Background
Sheila Lugg was born in Mullion, Cornwall in 1934.
Sheila Lugg was born in Mullion, Cornwall in 1934.
She attended Truro Girls School and studied piano, violin and trombone at the Royal Academy of Music, then was a member of the Ivy Benson All Girls Band between 1956 and 1958.
She began her career as a trombone player during the 1950s in all-female bands. Subsequently, she formed a vocal/trombone duo, The Tracy Sisters, who appeared in variety, on radio and television, as well as in cabaret all over the world.

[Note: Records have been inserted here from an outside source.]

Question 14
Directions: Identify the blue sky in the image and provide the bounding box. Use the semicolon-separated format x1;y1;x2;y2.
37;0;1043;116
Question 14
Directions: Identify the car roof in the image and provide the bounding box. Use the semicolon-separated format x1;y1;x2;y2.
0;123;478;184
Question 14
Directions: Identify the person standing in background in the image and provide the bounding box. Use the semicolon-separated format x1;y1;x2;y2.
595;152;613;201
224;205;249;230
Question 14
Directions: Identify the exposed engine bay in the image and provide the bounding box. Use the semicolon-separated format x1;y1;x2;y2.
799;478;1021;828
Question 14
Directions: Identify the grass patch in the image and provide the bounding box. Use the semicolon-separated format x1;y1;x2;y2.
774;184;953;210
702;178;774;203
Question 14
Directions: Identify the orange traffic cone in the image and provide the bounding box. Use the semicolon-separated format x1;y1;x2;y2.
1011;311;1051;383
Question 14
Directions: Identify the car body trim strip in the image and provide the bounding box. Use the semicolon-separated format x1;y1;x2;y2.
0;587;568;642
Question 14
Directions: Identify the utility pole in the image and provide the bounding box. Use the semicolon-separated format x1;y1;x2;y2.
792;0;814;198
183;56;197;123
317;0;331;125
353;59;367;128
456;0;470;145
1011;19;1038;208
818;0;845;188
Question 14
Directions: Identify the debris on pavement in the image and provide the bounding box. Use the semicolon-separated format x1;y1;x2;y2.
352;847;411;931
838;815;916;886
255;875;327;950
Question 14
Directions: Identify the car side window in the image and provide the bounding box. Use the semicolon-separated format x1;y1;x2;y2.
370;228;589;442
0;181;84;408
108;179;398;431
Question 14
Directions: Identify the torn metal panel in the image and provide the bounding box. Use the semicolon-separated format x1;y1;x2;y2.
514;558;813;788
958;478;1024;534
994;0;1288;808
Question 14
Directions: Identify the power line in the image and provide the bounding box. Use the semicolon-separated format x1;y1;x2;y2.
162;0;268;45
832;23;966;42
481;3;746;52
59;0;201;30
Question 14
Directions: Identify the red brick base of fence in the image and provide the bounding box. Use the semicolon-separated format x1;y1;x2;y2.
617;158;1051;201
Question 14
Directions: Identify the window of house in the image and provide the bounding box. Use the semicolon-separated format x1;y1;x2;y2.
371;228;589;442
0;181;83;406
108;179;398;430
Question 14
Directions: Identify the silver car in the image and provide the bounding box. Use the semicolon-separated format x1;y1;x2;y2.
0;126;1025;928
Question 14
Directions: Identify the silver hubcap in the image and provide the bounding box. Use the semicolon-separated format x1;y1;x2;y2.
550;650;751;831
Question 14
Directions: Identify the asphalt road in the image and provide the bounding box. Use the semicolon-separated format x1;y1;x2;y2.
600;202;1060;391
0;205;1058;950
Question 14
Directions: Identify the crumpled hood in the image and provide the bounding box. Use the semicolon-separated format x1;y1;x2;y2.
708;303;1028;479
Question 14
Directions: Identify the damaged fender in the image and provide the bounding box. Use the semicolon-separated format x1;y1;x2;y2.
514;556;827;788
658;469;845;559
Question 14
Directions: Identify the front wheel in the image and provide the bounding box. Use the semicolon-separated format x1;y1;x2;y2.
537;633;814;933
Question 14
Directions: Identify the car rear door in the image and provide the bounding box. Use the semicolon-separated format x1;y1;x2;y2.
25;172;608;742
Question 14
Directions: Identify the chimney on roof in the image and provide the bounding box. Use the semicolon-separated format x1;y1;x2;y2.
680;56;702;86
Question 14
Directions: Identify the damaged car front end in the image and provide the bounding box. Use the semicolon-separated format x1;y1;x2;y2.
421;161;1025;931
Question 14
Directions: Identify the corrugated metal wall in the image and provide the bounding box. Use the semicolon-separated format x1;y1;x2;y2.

When the act broke up, she joined British Broadcasting Corporation Television as an announcer and worked mostly in television until 1974 when she became the first female newsreader on British Broadcasting Corporation Radio 4"s on 16 July.
She also qualified as a Special Policewoman in London.
On British Broadcasting Corporation Radio 2 Tracy devised and presented the Truckers" Hour, based on a format she had learnt about on a visit to the United States of America. She introduced Big Band Special featuring performances by the British Broadcasting Corporation Big Band. She would sometimes join the trombone section of the band in non-broadcast concerts.
She was also a regular contributor to Radio 4"s Breakaway. While on Saga Radio, Tracy presented a big band show called Swing Time with Sheila Tracy, a programme which was syndicated across the Saga network.
Two of the books she wrote are Bands, Booze & Broads (1995), a collection of her interviews with the American sidemen who played with the top bands in the 1930s, 1940s and 1950s.
And Talking Swing (1997), on British musicians of the same era. She was a popular lecturer on P&O cruises. She wrote two other reference works.
In 1997, she was made a Freeman of the City of London and an Associate of the Royal Academy of Music.
She is a former President of The British Trombone Society. The couple had one child, born in 1965.
Sheila Tracy died at the age of 80, on 30 September 2014, at the Princess Alice Hospice in Esher, Surrey.